Corresponding author email: yyhe@medicine.bsd.uchicago.edu (Yu-Ying He)

Abstract

Halogenoquinolones are potent and widely used antimicrobials blocking microbial DNA synthesis. However, they induce adverse photoresponses through the absorption of UV light, including phototoxicity and photocarcinogenicity. The phototoxic responses may be the result of photosensitization of singlet oxygen, production of free radicals and/or other reactive species resulting from photodehalogenation. Here, we report the use of laser scanning confocal microscopy to detect and to follow the fluorescence changes of one monohalogenated and three di-halogenated quinolones in live human epidermal keratinocyte cells during in situ irradiation by confocal laser in real time.

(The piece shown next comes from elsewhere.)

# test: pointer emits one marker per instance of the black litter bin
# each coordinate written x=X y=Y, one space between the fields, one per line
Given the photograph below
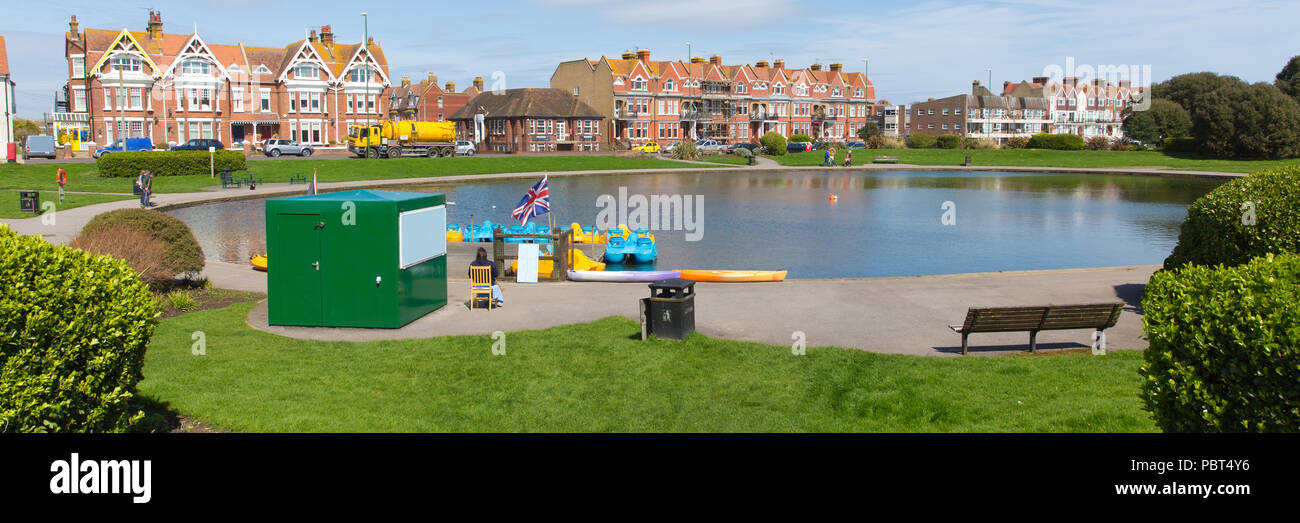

Fluorescence image analysis and co-staining with the LysoTracker probe showed that lysosomes are a preferential site of drug localization and phototransformations. As the lysosomal environment is relatively acidic, we also determined how low pH may affect the dehalogenation and concomitant fluorescence. With continued UV irradiation, fluorescence increased in the photoproducts from BAY y3118 and clinafloxacin, whereas it decreased for lomefloxacin and moxifloxacin. Our images not only help to localize these phototoxic agents in the cell, but also provide means for dynamic monitoring of their phototransformations in the cellular environment.